ALMANYA ERDOĞAN'A UYARI ATIŞINDA BULUNUYOR
MİT adına Almanya'da yaşayan çok sayıda ‘ jurnalciler' olmalı. Neden özellikle bu üç kişi gözaltına alındı ve casuslukla suçlandı? ( Muhammed Taha G., Göksel G., Ahmet D. )
Brauns: Gazete haberlerinden yola çıkarak bir değerlendirme yaptığımda gözaltına alınan bu üç kişinin ‘üst düzey' MİT ajanları olmadığını söyleyebilirim. Aksine küçük ajanlar. Örneğin Gülen cemaatine ait bir okulda ‘cinsel taciz' yapıldığına dair sadece duyumlardan yola çıkılarak, gerçek dışı bir bilginin Ankara'ya sızdırılması olayını üst düzey birisi yapmaz.
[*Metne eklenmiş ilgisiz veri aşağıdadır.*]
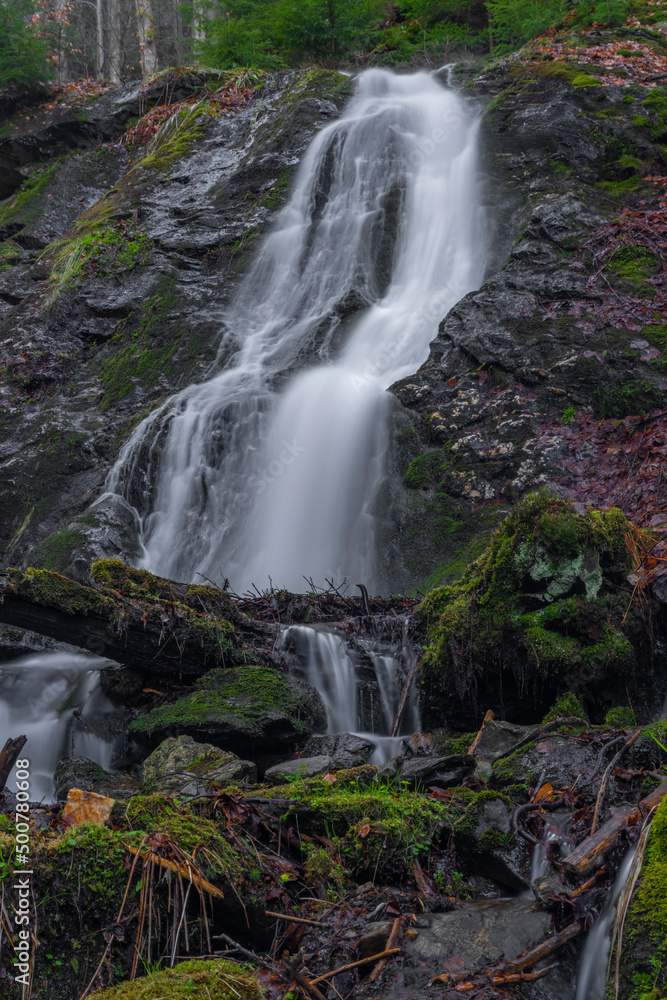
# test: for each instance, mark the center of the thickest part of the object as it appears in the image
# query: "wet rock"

Bu konuda zaten herhangi bir delilin olmadığı da ilgili makamlar belirtiyor. Bu tür enformasyon akışı MİT içerisindeki üst düzey konumdaki kişiler tarafından yapılmayacağı kanaatindeyim. Özellikle ilgi çekici olan ise ‘ele başı' olarak nitelendirilen Muhammed Taha Gergerlioğlu'nun dönemin Başbakanı Erdoğan'ın danışmanı olması. Kendisi AKP içerisinde bürokrasinin farklı kademelerinde yer almış biri. Dolayısıyla Gergerlioğlu'nun gözaltına alınması ile Almanya Erdoğan'a uyarı atışında bulunuyor.
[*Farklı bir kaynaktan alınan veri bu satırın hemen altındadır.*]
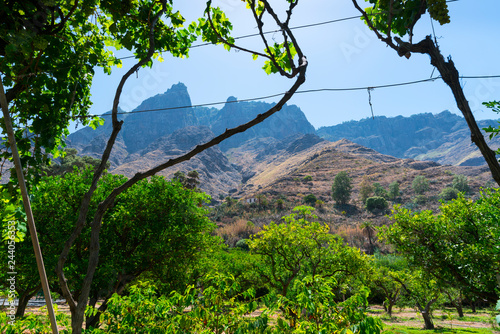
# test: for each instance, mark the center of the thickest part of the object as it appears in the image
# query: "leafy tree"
(420, 184)
(387, 268)
(461, 183)
(165, 240)
(76, 44)
(380, 191)
(394, 191)
(422, 292)
(309, 199)
(376, 203)
(365, 190)
(456, 247)
(341, 188)
(399, 17)
(448, 193)
(368, 229)
(298, 248)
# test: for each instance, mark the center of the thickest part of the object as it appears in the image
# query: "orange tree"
(52, 48)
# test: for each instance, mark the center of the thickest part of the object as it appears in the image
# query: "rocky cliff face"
(444, 137)
(143, 128)
(150, 136)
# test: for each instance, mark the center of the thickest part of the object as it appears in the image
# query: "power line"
(345, 89)
(293, 28)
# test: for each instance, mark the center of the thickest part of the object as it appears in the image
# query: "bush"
(461, 183)
(379, 191)
(365, 190)
(307, 178)
(447, 194)
(420, 200)
(341, 188)
(242, 244)
(376, 202)
(394, 190)
(420, 184)
(309, 199)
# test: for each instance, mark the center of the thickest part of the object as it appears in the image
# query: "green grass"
(399, 329)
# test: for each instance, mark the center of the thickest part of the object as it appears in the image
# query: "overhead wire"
(307, 91)
(310, 25)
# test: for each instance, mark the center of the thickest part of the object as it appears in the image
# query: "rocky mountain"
(443, 137)
(172, 111)
(166, 126)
GÜLEN CEMAATİNE SALDIRI OLUNCA ALARM ZİLLERİ ÇALDI
Neden peki? Erdoğan uzun yıllardan beri Batının gözünde ‘sevilen' bir liderdi. ( Gezi sürecine kadar) Hatta İlk dönemlerde Alman medyası AKP ve Erdoğan'ın politikasını İslam ülkeleri için örnek demokrasi modeli olarak sunuyordu. Erdoğan idaresinde Türkiye uzun bir süre ‘ favori' ülke olmuştu. Şimdi ne oldu da bu uyarı atışı gerçekleşti?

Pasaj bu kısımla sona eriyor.